Obviously the key to this proof is the fact that the inversion map $\phi:G\longrightarrow G$ is continuous.
$\phi:G\longrightarrow G$ is continuous, so since $A\subseteq G$ is open in $G$, $\phi^{-1}(A)$ is open in $G$ (by definition of topological continuity).
$\phi^{-1}(A)$ consists of elements of the form $a^{-1}$, so $\phi^{-1}(A)=A^{-1}$. This looks like we are done.
I just want to check a small detail: we take $A$ to be in the codomain of $\phi$, which of course is $G$, but in particular, shouldn't the elements of $A$ be of the form "inverses of some elements of $G$", so $A=B^{-1}$ for some set $B\subseteq G$, say, and therefore $\phi^{-1}(A)=\phi^{-1}(B^{-1})=({B^{-1}})^{-1}=B$, So we do not necessarily obtain $A^{-1}$ back when we apply $\phi^{-1}$, unless $\phi^{-1}$ is actually an inverse of $\phi$, as opposed to a preimage?
I think I might be getting confused here.
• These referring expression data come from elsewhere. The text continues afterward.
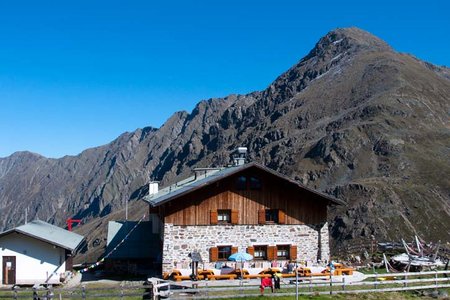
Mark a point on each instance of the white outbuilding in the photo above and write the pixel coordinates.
(36, 253)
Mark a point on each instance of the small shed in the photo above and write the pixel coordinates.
(131, 248)
(36, 253)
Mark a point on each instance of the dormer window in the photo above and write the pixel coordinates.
(241, 183)
(224, 216)
(271, 216)
(255, 183)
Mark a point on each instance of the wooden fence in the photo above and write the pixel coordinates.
(208, 290)
(315, 286)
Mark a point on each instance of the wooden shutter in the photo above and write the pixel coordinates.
(293, 252)
(234, 216)
(262, 216)
(213, 217)
(213, 254)
(271, 252)
(281, 217)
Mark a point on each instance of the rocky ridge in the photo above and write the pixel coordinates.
(352, 118)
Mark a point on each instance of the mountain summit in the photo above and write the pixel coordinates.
(352, 118)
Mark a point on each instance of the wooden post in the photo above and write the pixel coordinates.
(405, 284)
(435, 278)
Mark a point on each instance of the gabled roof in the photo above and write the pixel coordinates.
(196, 182)
(48, 233)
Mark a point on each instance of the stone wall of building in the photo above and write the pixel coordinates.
(312, 241)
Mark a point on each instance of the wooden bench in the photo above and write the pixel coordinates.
(223, 276)
(253, 276)
(187, 277)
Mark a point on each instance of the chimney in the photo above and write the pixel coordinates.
(153, 188)
(240, 156)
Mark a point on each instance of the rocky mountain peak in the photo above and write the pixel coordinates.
(353, 118)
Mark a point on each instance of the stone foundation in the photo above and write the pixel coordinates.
(312, 241)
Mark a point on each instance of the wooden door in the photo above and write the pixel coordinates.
(9, 270)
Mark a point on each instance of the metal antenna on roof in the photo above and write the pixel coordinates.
(126, 209)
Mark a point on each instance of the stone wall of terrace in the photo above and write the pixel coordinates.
(312, 241)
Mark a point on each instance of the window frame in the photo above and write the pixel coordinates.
(286, 248)
(255, 183)
(241, 183)
(256, 249)
(224, 212)
(273, 215)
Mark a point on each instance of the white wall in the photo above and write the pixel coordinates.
(36, 261)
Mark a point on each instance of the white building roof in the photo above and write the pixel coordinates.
(48, 233)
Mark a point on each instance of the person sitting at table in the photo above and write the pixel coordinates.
(265, 282)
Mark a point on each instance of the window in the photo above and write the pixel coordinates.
(255, 183)
(224, 252)
(224, 216)
(241, 183)
(271, 215)
(283, 251)
(260, 252)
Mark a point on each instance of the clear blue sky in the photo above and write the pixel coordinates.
(77, 74)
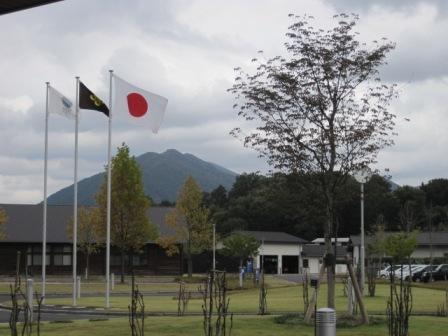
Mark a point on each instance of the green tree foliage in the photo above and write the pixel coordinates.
(240, 245)
(90, 235)
(190, 223)
(130, 225)
(3, 220)
(399, 246)
(321, 109)
(436, 192)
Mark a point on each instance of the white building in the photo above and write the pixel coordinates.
(279, 252)
(313, 257)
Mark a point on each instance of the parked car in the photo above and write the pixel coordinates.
(440, 273)
(407, 273)
(385, 272)
(417, 276)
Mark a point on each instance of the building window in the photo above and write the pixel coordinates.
(34, 256)
(139, 260)
(306, 263)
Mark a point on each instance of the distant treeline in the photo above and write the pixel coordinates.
(292, 203)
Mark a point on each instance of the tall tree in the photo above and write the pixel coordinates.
(130, 225)
(90, 233)
(190, 224)
(3, 219)
(321, 109)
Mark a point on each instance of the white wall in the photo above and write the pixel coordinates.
(279, 250)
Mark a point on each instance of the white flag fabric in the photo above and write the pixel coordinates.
(59, 104)
(137, 105)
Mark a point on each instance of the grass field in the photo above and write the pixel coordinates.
(99, 287)
(247, 326)
(280, 299)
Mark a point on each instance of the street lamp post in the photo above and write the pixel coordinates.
(214, 247)
(362, 176)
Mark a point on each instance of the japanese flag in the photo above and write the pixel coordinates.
(135, 104)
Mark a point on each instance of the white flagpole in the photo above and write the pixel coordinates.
(75, 196)
(109, 184)
(44, 228)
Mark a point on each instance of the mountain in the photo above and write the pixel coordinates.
(163, 175)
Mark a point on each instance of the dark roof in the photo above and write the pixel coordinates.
(10, 6)
(24, 222)
(275, 237)
(318, 251)
(423, 238)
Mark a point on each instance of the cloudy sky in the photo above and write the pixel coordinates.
(186, 50)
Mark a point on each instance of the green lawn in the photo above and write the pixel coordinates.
(279, 299)
(247, 326)
(98, 287)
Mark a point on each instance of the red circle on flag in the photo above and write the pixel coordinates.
(137, 104)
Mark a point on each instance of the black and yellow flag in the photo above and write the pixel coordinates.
(89, 101)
Could anyone help clarify on this?
Thanks
The steps in your argument are correct, but I think you've confused yourself by not justifying the key step.
You say "$\phi^{-1}(A)$ consists of elements of the form $a^{-1}$" -- why is this? Let's prove it.
Let $x \in \phi^{-1}(A)$ be arbitrary. By definition, $x^{-1} = \phi(x) \in A$. Then $x = (x^{-1})^{-1}$ is the inverse of an element of $A$. Since $x$ was arbitrary, we have $\phi^{-1}(A) \subseteq A^{-1}$. Conversely, for any $a \in A$, $\phi(a^{-1}) = (a^{-1})^{-1} = a \in A$, so $a^{-1} \in \phi^{-1}(A)$. This shows $A^{-1} \subseteq \phi^{-1}(A)$, completing the proof.
Here's another way to do this: just note that $\phi$ is its own inverse! Thus $\phi^{-1}(A) = \phi(A) = A^{-1}$.